Note that this is a “half-assignment” in order to fit it in before Spring Break, and it will only count for 50 points. Note that problems 2 and 3 are programming challenges – there is information in Canvas about how to submit solutions for these problems. Also note that the first two problems together are worth 88% of your grade. That means you can get a high B without solving the final programming challenge, but to get an A you’ll need to solve both challenges!
(35 points) Consider multiplying six matrices together, with the following sizes:
\(A_1\): \(8\times 14\)
\(A_2\): \(14\times 4\)
\(A_3\): \(4\times 12\)
\(A_4\): \(12\times 4\)
\(A_5\): \(4\times 10\)
\(A_6\): \(10\times 16\)
If you just did the multiplications from left-to-right, as \((((((A_1 A_2) A_3) A_4) A_5) A_6)\), how many scalar multiplications are performed?
Work through the Matrix-Chain-Order algorithm for these matrix sizes, producing the \(m\) and \(s\) arrays, and then showing the optimal parenthesization for the product.
How many scalar multiplications are required in this ordering?

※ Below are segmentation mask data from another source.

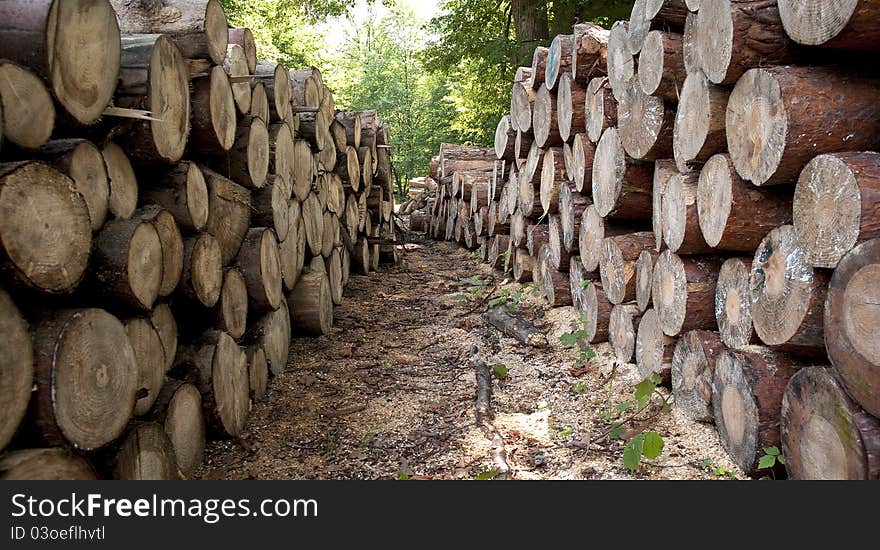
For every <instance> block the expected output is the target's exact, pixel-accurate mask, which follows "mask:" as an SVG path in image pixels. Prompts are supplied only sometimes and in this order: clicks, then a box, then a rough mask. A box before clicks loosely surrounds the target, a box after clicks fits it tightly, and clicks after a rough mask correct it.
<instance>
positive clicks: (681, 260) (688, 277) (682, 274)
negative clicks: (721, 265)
mask: <svg viewBox="0 0 880 550" xmlns="http://www.w3.org/2000/svg"><path fill="white" fill-rule="evenodd" d="M720 269H721V262H720V261H719V260H717V259H715V258H712V257H704V256H693V257H688V256H678V255H676V254H674V253H672V252H671V251H669V250H666V251H664V252H662V253H660V257H659V258H657V262H656V264H655V265H654V284H653V287H652V288H651V295H652V301H653V304H654V309H655V310H656V311H657V316H658V318H659V319H660V326H661V328H662V329H663V332H664V333H665V334H667V335H669V336H678V335H679V334H680V333H682V332H687V331H689V330H696V329H705V330H714V329H715V328H717V324H716V321H715V308H714V306H715V289H716V284H717V281H718V271H719V270H720Z"/></svg>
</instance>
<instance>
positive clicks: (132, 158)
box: [101, 34, 250, 164]
mask: <svg viewBox="0 0 880 550" xmlns="http://www.w3.org/2000/svg"><path fill="white" fill-rule="evenodd" d="M120 63H121V65H120V69H119V83H118V85H117V86H116V95H115V99H114V103H115V104H116V106H118V107H125V108H130V109H141V110H145V111H149V112H150V113H153V114H154V115H156V114H160V115H161V116H153V117H152V118H153V120H137V121H130V122H127V123H124V124H122V125H120V126H119V127H118V128H116V130H115V131H114V132H115V134H116V137H115V139H116V141H117V143H119V145H120V146H121V147H122V148H123V149H124V150H125V152H126V154H127V155H128V156H129V157H130V158H131V159H132V160H133V161H135V162H136V163H137V164H169V163H174V162H177V161H179V160H180V159H181V158H182V157H183V153H184V151H185V149H186V144H187V140H188V139H189V132H190V95H189V71H188V69H187V66H186V62H185V61H184V58H183V55H182V54H181V53H180V50H179V49H178V48H177V46H175V45H174V42H173V41H172V40H171V38H169V37H168V36H166V35H163V34H139V35H129V36H124V37H123V38H122V57H121V62H120ZM101 72H103V71H101ZM114 82H115V78H114ZM248 89H250V88H248ZM103 105H106V102H105V103H104V104H103ZM103 105H102V107H101V110H102V111H103V108H104V107H103Z"/></svg>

(Programming Challenge – 9 points) You have decided to put your computer science skills to good use while working in the lumber section of Home Depot. Decorative molding comes from the distributor in \(n\) foot long pieces, but you can sell it in pieces of any integer length. Different pieces have different values, and you are given a handy-dandy table that gives the value for each possible length. Your task is to figure out how to cut up an \(n\)-foot long piece to sell it for the maximum possible amount.
Consider this example: A trending BricBrak video shows how to make a totally adorable craft project that uses 5-foot lengths of molding, so your store has been inundated with BricBrakers willing to pay a premium for pieces cut to 5 feet long. Unfortunately, boards come in 8-foot lengths, so cutting a 5-foot piece would leave you with a 3-foot left-over that isn’t worth much. Given the following table of prices, is it better to cut the molding to produce 5-foot pieces (and do you cut the 3-foot piece up further), or is there a better strategy?

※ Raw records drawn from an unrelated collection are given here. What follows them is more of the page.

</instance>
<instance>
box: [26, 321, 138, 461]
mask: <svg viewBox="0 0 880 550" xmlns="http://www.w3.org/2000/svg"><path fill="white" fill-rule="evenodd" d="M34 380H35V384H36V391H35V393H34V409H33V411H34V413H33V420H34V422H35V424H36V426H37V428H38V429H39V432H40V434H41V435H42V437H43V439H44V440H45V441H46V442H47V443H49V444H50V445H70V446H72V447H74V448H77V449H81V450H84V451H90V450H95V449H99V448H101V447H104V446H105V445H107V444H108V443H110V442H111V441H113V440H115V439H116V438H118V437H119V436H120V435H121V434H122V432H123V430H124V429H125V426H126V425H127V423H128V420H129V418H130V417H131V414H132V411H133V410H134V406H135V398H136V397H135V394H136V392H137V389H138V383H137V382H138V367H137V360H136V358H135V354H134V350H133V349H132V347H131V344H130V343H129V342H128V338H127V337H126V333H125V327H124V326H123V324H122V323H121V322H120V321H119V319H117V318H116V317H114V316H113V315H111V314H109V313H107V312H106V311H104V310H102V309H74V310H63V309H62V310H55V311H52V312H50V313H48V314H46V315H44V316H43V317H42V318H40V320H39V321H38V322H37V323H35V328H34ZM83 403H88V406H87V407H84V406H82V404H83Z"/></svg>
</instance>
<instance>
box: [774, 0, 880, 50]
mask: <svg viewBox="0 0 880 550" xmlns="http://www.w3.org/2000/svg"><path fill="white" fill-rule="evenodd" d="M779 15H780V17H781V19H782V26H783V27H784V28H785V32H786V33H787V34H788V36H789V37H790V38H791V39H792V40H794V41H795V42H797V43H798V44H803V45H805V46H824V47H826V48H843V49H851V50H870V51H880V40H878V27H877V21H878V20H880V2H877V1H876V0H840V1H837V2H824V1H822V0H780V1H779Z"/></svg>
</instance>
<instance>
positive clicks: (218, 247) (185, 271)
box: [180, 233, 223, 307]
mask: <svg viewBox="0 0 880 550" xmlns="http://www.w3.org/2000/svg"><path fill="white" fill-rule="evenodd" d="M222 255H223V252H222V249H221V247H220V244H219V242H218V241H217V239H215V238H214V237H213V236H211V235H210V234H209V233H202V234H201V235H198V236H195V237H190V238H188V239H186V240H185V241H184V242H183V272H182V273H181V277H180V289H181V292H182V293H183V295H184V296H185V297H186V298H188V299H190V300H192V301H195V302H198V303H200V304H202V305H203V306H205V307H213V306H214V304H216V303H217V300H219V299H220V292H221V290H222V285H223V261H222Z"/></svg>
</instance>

Length (feet): 1 2 3 4 5 6 7 8
Value (dollars): 2 5 6 7 14 15 16 18
It turns out that the best strategy in this situation is to cut the 8-foot board into three pieces with lengths 1, 2, and 5, for a total value of 2+5+14 = 21 dollars.
Program Input: The input to this problem will have the integer \(n\) on the first line, followed by \(n\) lines giving the value of lengths 1 through \(n\). The input for our example problem would look like this:
8
2
5
6
7
14
15
16
18
Program Output: The output should consist of the lengths of pieces, from smallest to largest, with each length on its own line. Note that if you have multiple pieces of the same length, that appears in the output as multiple lines with the same length printed. There may be multiple solutions with the same optimal cost, and in that case any such solution will be accepted in the output. Here is what the output for the example should look like:
1
2
5
Program Constraints: Your program must be able to process inputs with values of \(n\) between 1 and 6000 in under 10 seconds.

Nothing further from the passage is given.